Three Chords Good: Graham Parker's Favourite Albums | Page 13 of 14 | The Quietus

Baker's Dozen

Artists discuss the 13 records that shaped their lives

12. Van MorrisonAstral Weeks

It’s a weird thing for me, with this record. I was with this weird group of friends back in the suburbs of England, living with my parents, working in a petrol station, and I was starting to pick around with songwriting and starting to lean towards the soul singing voice. I didn’t hear this in 1968 when it came out, I heard it more in ’71, ’72. So I missed it, like a lot of people did. And these guys were playing it, and I wasn’t sure. I didn’t know what it was; it was too bluesy for me. I think I was still more into trippy stuff and trippy lyrics, so it didn’t quite do it for me. But they played it a lot, mixed with other records, and I was usually glad when it was off. It was very weird, and somehow or another after that I must have heard it again, and absolute light bulbs went off. It all came together for me, listening to this record. It was a bit like Bowie again: it was a big arrow pointing, this is where you’re going pal, you know? Songwriting, but at the same time this guy is a soul singer. The greatest white soul singer perhaps, along with Lowell George, to me, of all time. And my goodness, I think on my first album I’m a little overly influenced by Van Morrison’s singing. I had no shame in it, but it’s there. There are a few inflections, you know.

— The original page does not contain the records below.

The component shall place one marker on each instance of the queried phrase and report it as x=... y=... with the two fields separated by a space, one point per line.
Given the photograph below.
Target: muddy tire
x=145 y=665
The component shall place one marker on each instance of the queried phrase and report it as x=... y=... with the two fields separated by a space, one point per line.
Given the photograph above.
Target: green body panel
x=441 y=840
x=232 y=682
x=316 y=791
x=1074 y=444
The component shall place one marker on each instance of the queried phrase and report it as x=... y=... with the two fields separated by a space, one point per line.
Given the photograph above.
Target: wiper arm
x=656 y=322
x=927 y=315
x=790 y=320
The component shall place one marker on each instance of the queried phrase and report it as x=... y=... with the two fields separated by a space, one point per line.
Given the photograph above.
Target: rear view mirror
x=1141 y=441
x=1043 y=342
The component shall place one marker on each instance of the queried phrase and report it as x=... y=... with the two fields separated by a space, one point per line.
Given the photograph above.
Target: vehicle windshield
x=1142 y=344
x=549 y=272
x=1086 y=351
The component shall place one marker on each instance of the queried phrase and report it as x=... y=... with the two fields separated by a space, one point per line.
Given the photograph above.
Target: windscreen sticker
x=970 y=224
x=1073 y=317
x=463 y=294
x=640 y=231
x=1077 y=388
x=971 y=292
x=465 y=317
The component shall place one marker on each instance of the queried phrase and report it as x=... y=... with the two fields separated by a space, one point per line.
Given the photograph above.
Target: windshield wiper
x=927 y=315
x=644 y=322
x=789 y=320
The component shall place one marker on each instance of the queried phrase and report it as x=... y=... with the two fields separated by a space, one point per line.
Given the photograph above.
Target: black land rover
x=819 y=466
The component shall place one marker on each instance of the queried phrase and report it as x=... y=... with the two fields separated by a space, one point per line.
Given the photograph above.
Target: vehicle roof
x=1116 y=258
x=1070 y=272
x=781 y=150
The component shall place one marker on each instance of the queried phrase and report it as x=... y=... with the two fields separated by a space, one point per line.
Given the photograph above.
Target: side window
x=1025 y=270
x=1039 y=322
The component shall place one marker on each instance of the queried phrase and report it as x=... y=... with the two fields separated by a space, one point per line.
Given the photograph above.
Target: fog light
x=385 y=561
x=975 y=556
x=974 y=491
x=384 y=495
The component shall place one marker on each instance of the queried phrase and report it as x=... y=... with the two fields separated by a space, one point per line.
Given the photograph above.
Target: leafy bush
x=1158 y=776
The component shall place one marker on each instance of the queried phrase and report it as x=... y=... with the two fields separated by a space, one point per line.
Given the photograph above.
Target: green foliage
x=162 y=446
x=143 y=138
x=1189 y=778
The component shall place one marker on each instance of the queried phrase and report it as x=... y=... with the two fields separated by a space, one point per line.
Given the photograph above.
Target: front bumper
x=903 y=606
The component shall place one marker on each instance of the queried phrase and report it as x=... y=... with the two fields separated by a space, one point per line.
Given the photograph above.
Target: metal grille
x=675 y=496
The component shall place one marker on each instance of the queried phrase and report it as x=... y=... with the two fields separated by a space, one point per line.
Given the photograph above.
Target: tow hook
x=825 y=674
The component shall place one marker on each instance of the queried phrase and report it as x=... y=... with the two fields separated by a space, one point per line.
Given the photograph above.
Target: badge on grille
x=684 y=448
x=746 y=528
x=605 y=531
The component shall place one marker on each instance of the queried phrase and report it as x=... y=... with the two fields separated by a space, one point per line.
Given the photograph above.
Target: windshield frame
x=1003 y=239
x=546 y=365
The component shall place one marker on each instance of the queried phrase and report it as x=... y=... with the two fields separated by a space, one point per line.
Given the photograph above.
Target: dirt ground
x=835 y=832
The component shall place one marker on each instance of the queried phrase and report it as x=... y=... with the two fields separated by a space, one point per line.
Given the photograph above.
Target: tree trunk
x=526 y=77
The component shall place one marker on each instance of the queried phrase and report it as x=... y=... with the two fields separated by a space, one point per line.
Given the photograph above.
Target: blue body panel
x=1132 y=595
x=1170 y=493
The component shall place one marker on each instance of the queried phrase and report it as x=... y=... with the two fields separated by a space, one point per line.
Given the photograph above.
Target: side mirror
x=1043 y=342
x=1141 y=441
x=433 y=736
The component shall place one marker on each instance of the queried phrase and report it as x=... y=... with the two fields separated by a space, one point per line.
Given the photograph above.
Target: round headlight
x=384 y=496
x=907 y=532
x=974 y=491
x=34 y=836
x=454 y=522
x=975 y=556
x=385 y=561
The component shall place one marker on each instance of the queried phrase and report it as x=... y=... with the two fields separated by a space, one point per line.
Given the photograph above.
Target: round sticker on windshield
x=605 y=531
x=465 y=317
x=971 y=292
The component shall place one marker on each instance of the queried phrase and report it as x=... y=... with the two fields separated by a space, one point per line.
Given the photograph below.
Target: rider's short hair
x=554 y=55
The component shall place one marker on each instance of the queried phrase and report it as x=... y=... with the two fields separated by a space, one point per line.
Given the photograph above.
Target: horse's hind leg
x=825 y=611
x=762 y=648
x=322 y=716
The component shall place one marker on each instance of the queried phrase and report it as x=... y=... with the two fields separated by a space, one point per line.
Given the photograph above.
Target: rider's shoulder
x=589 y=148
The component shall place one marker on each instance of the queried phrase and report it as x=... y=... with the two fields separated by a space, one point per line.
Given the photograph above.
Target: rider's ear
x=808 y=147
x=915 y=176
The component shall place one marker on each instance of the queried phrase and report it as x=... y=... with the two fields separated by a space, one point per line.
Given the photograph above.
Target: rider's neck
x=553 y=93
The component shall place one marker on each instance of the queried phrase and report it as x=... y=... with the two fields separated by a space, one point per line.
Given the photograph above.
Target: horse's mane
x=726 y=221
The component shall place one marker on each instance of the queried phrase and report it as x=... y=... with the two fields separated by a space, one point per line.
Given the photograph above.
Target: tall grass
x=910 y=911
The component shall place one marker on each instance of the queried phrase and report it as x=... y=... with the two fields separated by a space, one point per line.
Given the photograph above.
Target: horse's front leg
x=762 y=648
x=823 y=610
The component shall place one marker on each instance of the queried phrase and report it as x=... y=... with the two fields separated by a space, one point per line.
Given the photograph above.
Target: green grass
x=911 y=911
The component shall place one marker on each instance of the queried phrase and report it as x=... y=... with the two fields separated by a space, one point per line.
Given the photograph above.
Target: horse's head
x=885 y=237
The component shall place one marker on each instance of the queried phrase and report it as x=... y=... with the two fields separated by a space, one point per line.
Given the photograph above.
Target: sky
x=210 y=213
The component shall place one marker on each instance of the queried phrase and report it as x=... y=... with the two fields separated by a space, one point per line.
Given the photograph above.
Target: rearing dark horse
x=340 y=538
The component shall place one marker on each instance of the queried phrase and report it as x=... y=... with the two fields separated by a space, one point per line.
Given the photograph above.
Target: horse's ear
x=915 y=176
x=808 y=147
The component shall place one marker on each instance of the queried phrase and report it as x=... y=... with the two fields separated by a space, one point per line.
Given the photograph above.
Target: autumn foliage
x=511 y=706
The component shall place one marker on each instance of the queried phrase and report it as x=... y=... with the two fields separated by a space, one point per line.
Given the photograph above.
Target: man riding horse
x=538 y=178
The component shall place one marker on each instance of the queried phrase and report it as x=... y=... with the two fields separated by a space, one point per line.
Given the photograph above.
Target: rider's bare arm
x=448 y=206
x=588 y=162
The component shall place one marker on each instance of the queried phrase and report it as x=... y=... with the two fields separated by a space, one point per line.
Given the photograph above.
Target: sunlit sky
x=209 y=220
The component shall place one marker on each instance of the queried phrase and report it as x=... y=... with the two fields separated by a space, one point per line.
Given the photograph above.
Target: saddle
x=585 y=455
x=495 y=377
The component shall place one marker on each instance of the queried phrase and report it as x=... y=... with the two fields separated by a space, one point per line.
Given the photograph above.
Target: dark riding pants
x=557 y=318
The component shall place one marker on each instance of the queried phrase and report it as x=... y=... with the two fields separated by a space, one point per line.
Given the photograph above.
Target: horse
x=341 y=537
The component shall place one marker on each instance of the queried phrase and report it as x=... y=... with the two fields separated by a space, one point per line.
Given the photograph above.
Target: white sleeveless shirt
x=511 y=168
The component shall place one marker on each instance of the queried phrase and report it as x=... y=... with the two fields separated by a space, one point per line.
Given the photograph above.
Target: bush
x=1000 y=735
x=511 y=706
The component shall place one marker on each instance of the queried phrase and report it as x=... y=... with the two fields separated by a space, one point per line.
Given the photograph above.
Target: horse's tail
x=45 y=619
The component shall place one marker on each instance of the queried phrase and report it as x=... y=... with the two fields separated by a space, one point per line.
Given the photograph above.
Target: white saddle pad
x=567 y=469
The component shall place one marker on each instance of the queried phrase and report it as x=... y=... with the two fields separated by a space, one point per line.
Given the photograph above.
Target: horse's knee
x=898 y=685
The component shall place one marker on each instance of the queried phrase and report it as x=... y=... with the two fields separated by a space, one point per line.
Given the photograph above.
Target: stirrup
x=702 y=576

His records didn’t really sell that well. They were fantastic and they taught me a huge amount and definitely gave me a lot of direction in my songwriting, but they weren’t big; they went up to the middle of the charts, crept into the top thirty and dropped out. I thought that was absolutely commendable; I thought boy, if I could have a career like that, where you’re free to make your own music and you actually saw your name in the charts but you didn’t have to be part of the circus. You could do that then, you could get a record deal that lasted for four albums or more, and not sell millions. You didn’t have to. They believed in you and they believed in the music and they just let you do it. It didn’t sell huge amounts, but they said let’s keep this artist on, because he’s good. It was a different world. And that was influential on my career; I thought god, if I could just do that for a living, it’d be something. And the music is just fantastic obviously; the songwriting. You can take those other records, Saint Dominic’s Preview, Hard Nose The Highway, and you can put them right over there, and then you can take Astral Weeks and put it in a whole different place. It’s this deep, dark story going on in this record; I don’t know what it is and I don’t need to know what it is. It’s one of those records where they don’t come along for many people. There’s this mixture of creativity that’s flying off in all directions, but it’s rooted in some deep emotional thing that you don’t know what it is. It’s so powerful. The pictures that he’s painting for you of what’s happening to him, or what’s happening to somebody, in this song ‘Madame George’; it sounds like this absolutely crippling situation, and some young guy is caught up in it. It comes out in this stream of consciousness with soul and three chords. How do you do that? Three chords: that’s all it is. He doesn’t have to go to the minor, so it’s blues! It’s almost like blues or folk, there’s this rich tradition in there, but it goes to places where I think any of us who are songwriters will admit we haven’t managed to go there. We try, but we don’t get there. That’s the difference between Hendrix and Van Morrison, and people like me. They just went somewhere else a few times that was like, okay, that’s above it all. This is what we can strive for, but that’s about it, okay? Get used to it.